ETL Validation of Securities in Informatica, PDI (Kettle) and Talend

I have used ETL tools for a variety of purposes in the past including loading data into different systems, ranging from traditional data warehouses to operational systems.

One of the things I have noticed over the years is how the designers of some mappings fail to take into consideration sources of errors which can manifest themselves in different ways ranging from the failure of the routine through to data loss.
In many ways these things are inexcusable, if you are loading into a system which contains not null constraints on certain field then check your incoming row to see if it will violate these constraints. If you have taken this step and managed to avoid having a mapping fail though a violation then please don’t simply filter the row. Use a router transformation to send the offending details to a file / table so that someone can investigate the issue.
The same logic should apply to things such as lookups. If you are looking up data in a table and the record you are attempting to match does not exist and so returns a null many developers then include a filter to check for a null and effectively remove this row. It’s really not that much extra effort to add a router and you can then request a business person to investigate / rectify the problem in the source system.

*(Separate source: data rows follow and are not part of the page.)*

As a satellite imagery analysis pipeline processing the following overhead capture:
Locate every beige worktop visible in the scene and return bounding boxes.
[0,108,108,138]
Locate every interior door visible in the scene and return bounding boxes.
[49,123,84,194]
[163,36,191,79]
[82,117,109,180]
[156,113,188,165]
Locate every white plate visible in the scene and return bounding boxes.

In addition to adding error handling logic to things such as lookups, in many circumstances it is possible to validate the data. Certain accounting systems may for example have customer accounts which lie within a specified range (eg 100000 <= x <= 10000000). Where possible you should endeavor to find out about such things from the business users and then try to create reusable routines to validate the data which can be shared across your transformations.

I have created some routines which will hopefully benefit anyone working in the finance industry and dealing in fixed income or equity securities. Effectively these securities have identifiers which serve as the primary means of identification, the prominent standards are:

cusip – A North American Standard. This is 9 digits, the last digit of which is a check digit.
isin – This is the international standard and is 12 digits, the last of which is a check digit.
sedol – A European standard which is 7 characters long, the last of which is a check digit.

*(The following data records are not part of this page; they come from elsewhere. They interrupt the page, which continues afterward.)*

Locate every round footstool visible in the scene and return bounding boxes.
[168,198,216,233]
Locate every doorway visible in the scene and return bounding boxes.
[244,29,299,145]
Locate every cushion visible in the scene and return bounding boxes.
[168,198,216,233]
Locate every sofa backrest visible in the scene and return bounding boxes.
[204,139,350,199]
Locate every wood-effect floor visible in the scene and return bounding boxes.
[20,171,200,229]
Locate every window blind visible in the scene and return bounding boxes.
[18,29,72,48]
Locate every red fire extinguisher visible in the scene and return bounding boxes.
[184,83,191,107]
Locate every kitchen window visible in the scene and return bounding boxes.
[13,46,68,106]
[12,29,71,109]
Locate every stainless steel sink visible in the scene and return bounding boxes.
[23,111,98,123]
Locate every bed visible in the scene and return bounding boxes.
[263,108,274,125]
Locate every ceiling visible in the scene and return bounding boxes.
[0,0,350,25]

The check digit helps to identify invalid codes, which you may receive for any number of reasons including invalid keying by an end user.

Originally I created 3 routines in informatica to validate these types. The first batch used a reusable expression and a few user defined functions. I have to hand it to informatica that this was possible using entirely their DSL and a single transformation, all be it one which was calling out to a user defined function (UDF) again written using the informatica DSL (expression language).
Whilst these routines worked fine my curiosity got the better of me and I decided to see if it would be possible to create the same routines using the new java transformation which was introduced in version 8. Partly since I considered it might be possible to create a more efficient routine.
I wrote a piece of code in eclipse and then tried to port it to informatica. Oh dear the validator did not like the syntax – after cursing for a while I realised that it was necessary to convert the code to java 1.4 syntax so I had to make a few changed to remove some of the foreach loops and other java 1.5 features.
I ran a test load to see which performed best, the informatica expressions or the java transformation. My initial results seem to suggest that for a small volume the expression is quickest but for a larger volume the java expression is quicker.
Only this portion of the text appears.